29 miners were killed in the November 2010 PikeRiver mine explosion in New Zealand
A maximum fine of $250,000 was possible for each charge, brought under the Health and Safety in Employment Act.
Representatives of the company had to be escorted out of the courtroom while family members were taken outside by security guards after the sentencing.
Judge Jane Farish set the starting point for VLI Drilling's fine at $90,000 but gave credit for pleading guilty, paying reparations to families and changing its work practices.
The charges focused on the company's failure to take all practicable steps to protect the safety of its employees and other workers at the mine because it did not ensure its drilling rig was safe to use.
The court heard that as part of its contract, Pike River Coal was supposed to do safety checks on the drill rig but had failed to do so and VLI Drilling had failed to ensure those checks were done.
Three of the dead men worked for VLI Drilling - driller Josh Ufer, 25, Ben Rockhouse, 21, who was the driller's offsider, and Joseph Dunbar, who turned 17 the day before the first explosion and was the youngest to die in the blast.
The judge refused VLI Drilling's plea for a discharge without conviction, saying its culpability was moderate rather than low.
It had claimed that would damage its international reputation and could have ''significant fiscal ramifications'', which was disproportionate to its offending, she said.
She said it was not enough for VLI Drilling to have faith in Pike River Coal when it had no mechanisms to monitor that required checks were done.

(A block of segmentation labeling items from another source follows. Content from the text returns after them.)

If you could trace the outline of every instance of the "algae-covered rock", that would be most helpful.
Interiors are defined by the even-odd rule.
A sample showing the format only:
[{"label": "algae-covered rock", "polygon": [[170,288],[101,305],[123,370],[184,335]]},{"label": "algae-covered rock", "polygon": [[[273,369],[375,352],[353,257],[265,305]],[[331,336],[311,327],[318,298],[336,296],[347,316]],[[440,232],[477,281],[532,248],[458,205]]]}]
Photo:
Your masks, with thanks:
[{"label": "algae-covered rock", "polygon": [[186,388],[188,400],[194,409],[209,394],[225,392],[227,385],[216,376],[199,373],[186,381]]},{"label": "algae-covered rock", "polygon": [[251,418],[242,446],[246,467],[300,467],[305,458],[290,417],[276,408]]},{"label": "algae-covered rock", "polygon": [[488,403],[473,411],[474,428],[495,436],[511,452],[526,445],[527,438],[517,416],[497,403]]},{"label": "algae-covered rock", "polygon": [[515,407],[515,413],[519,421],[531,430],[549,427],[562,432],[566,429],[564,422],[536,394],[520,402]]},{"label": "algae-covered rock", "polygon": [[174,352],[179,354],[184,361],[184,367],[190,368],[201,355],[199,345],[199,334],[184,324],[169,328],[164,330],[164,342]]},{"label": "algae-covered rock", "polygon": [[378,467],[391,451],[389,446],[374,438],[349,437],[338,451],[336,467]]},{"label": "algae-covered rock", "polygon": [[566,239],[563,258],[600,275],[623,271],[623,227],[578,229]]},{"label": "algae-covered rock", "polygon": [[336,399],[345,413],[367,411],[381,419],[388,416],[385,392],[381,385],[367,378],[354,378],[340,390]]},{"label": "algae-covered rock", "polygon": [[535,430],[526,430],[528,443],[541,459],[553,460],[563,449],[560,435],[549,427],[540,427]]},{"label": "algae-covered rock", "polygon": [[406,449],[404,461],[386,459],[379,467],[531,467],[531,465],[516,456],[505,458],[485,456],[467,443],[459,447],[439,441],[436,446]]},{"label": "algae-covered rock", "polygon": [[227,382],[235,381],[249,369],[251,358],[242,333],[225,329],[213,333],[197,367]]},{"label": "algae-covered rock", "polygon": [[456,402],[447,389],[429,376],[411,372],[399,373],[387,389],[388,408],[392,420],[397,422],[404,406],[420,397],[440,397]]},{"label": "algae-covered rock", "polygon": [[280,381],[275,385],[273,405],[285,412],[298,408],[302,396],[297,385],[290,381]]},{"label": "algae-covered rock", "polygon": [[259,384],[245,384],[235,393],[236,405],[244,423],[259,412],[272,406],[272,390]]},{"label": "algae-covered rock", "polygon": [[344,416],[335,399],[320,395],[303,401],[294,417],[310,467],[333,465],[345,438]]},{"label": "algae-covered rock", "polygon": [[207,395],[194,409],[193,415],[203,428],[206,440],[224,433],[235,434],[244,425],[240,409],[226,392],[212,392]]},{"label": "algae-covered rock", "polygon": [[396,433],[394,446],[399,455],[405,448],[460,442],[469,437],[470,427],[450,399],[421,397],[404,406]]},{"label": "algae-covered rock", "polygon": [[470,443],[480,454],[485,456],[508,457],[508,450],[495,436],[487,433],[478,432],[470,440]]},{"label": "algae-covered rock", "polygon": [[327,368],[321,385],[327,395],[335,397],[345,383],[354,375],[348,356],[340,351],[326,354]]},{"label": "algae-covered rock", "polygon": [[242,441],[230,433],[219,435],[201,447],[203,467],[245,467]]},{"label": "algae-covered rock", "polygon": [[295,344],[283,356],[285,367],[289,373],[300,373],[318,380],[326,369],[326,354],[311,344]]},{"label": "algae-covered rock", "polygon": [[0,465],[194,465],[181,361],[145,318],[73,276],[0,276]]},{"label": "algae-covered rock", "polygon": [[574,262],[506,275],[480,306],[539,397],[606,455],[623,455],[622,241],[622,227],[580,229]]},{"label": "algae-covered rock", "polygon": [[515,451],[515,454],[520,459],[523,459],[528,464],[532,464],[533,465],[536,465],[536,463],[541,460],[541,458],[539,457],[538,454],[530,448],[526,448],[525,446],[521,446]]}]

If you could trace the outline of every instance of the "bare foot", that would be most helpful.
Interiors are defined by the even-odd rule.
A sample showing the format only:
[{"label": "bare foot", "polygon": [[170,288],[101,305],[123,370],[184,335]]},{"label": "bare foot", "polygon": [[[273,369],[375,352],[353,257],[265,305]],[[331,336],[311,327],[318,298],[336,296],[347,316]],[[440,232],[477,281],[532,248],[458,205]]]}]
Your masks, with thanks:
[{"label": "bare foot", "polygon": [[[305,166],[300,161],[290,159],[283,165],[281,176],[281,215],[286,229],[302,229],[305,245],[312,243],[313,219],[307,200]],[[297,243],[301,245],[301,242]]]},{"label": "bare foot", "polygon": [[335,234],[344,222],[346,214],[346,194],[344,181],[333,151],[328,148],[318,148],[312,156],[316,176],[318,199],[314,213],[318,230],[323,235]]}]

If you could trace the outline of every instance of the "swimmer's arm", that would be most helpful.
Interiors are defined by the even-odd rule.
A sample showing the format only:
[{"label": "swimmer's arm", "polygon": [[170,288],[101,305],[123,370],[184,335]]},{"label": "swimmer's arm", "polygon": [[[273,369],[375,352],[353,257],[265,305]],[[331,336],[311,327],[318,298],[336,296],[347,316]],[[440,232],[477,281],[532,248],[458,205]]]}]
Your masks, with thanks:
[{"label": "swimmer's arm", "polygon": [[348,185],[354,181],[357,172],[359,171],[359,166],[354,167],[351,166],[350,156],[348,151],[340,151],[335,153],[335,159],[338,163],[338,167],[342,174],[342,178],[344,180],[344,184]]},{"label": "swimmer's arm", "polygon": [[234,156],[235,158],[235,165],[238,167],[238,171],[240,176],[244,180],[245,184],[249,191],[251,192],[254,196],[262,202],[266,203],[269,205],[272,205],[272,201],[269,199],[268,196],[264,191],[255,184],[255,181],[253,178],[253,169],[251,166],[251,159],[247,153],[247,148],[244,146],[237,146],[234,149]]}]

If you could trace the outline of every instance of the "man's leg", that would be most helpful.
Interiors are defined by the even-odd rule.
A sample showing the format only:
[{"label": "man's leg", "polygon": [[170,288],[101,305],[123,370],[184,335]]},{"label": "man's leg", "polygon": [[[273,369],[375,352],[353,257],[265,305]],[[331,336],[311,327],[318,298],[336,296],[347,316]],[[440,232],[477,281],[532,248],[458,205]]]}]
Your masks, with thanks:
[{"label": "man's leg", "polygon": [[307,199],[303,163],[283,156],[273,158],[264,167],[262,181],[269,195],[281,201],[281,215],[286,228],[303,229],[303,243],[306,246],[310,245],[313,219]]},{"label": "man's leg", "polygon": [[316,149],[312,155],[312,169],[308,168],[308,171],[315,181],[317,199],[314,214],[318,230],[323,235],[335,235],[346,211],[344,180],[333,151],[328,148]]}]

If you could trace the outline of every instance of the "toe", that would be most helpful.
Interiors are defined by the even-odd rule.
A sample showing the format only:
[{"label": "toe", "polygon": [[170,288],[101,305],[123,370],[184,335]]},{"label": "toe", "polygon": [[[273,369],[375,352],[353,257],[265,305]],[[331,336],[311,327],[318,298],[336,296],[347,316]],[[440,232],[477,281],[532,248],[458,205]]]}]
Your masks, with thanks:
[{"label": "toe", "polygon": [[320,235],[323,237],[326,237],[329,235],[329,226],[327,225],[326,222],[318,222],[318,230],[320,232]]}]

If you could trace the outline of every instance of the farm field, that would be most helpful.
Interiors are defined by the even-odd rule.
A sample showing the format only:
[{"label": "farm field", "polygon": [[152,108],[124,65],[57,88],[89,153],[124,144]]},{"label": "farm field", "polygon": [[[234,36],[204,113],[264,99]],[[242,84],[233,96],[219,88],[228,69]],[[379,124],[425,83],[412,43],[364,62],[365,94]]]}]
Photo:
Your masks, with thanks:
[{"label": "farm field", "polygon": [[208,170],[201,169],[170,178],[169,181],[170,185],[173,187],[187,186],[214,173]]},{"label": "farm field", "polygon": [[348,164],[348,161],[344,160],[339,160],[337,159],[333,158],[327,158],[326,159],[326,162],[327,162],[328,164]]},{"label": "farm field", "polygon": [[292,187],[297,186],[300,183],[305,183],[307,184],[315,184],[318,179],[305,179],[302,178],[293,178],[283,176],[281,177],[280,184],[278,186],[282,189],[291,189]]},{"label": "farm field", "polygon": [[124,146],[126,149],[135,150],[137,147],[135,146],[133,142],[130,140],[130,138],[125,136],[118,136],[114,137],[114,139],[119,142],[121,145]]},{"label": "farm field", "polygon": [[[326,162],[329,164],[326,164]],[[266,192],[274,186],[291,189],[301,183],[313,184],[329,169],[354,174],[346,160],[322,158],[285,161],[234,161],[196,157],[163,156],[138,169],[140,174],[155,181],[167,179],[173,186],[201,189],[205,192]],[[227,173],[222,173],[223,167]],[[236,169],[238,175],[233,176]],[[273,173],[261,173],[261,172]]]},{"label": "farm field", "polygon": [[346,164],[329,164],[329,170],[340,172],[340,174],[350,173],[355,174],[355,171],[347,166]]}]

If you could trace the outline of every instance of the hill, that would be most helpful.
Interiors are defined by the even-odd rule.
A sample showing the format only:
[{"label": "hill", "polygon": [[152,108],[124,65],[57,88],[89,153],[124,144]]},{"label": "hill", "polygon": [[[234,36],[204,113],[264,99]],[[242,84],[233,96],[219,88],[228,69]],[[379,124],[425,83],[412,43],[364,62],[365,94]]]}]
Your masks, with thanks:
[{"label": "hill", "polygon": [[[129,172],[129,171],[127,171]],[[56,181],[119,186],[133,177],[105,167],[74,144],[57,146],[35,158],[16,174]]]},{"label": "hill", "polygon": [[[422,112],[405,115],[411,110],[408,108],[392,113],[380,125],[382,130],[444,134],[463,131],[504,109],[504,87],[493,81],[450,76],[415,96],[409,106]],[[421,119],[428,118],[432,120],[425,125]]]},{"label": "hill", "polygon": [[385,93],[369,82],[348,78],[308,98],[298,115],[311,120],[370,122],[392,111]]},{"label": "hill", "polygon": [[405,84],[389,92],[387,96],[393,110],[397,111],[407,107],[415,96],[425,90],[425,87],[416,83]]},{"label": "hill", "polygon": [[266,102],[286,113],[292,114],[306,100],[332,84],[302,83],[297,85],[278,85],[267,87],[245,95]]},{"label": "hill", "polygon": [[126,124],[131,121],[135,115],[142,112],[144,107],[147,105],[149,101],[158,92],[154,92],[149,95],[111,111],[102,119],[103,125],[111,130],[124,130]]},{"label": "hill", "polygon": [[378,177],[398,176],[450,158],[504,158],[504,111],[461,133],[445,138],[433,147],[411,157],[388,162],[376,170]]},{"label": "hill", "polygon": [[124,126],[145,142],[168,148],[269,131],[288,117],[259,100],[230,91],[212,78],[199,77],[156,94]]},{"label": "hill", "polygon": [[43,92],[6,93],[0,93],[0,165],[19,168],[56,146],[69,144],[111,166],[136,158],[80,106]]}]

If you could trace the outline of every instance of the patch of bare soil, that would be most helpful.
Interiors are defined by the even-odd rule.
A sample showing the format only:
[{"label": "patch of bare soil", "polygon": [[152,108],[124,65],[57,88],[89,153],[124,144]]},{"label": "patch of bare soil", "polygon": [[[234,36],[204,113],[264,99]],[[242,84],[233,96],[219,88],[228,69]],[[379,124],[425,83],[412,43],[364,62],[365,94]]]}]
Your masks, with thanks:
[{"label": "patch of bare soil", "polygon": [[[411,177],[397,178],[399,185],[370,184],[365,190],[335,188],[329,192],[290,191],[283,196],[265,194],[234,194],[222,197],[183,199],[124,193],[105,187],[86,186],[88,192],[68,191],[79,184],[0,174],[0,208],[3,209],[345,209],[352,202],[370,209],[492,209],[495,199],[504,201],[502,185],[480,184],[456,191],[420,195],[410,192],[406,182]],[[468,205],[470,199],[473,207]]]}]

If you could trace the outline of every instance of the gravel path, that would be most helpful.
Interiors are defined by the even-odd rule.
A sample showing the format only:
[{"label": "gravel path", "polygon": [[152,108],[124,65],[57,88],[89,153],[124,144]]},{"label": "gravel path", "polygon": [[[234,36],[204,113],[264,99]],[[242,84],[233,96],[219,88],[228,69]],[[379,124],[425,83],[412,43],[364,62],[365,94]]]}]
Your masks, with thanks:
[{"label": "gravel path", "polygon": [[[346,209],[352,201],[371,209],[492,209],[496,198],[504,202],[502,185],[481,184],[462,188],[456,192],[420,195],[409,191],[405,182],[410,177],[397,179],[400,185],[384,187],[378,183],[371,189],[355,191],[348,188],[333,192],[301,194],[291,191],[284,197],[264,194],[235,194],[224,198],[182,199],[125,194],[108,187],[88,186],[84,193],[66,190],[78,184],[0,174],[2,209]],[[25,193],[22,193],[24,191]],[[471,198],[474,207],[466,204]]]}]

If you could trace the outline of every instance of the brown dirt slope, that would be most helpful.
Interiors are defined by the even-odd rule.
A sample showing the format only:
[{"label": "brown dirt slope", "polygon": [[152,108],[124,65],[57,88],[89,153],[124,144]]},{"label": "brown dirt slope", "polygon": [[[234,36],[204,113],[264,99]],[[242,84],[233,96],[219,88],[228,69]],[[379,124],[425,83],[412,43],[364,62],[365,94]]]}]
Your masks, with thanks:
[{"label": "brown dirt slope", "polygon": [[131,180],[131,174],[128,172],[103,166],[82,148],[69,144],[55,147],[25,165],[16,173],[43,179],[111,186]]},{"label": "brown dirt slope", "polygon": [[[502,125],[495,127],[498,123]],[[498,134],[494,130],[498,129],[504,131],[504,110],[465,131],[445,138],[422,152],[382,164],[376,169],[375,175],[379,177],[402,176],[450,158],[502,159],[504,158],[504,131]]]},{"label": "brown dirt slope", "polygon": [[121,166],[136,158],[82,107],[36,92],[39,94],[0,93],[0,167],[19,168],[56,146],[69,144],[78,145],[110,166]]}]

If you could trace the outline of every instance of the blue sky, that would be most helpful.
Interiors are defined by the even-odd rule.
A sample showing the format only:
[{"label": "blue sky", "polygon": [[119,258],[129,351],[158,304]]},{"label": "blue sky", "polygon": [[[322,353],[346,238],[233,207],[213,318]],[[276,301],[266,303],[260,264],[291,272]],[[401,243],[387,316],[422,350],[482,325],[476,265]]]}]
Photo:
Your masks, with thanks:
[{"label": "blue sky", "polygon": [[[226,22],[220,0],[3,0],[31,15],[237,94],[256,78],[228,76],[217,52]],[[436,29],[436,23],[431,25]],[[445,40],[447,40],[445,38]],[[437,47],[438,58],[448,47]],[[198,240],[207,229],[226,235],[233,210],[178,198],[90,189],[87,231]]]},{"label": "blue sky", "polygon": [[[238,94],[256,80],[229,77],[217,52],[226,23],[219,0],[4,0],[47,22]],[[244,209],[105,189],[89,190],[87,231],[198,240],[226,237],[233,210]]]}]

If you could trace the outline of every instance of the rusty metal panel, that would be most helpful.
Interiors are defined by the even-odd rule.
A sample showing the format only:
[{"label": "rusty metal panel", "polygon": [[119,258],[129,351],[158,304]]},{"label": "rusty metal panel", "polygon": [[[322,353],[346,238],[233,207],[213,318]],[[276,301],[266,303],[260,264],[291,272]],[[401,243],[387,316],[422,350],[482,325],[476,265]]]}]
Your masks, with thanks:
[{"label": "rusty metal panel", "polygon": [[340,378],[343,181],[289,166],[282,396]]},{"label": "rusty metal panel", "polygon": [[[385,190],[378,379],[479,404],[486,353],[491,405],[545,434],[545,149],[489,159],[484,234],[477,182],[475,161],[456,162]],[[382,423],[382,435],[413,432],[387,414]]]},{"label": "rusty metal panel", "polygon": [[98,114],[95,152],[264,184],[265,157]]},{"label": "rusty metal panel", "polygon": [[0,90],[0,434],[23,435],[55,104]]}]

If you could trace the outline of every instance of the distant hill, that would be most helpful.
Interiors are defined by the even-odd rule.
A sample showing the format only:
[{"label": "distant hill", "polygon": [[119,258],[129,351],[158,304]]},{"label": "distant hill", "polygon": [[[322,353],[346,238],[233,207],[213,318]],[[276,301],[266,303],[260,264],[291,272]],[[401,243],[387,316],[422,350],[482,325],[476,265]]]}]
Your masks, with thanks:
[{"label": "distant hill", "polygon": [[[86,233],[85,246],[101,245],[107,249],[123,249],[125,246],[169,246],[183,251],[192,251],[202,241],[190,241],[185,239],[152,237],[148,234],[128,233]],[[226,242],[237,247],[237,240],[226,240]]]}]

''VLI took very few steps to ensure there was a safe working environment.''
She stressed there was no causal link between the company's offending and the harm suffered by its employees as a result of the explosion.
She accepted the company had not departed from industry standards in how it ran the rig but said it was a large international company that had no enforceability to ensure it met its fundamental requirement to protect the safety of employees.
Since the explosion, it had introduced a pre-running check-list to ensure required monitoring of the drill rig was done before the machine could be operated.
Judge Farish said today a formal proof hearing would be held next March into Pike River Coal's prosecution.
Meanwhile, former Pike River Coal CEO Peter Whittall appeared in Greymouth District Court on October 24, where he entered a not guilty plea to 12 charges linked to failures of methane explosion management, strata management, ventilation management and mitigating the risk and impact of an explosion.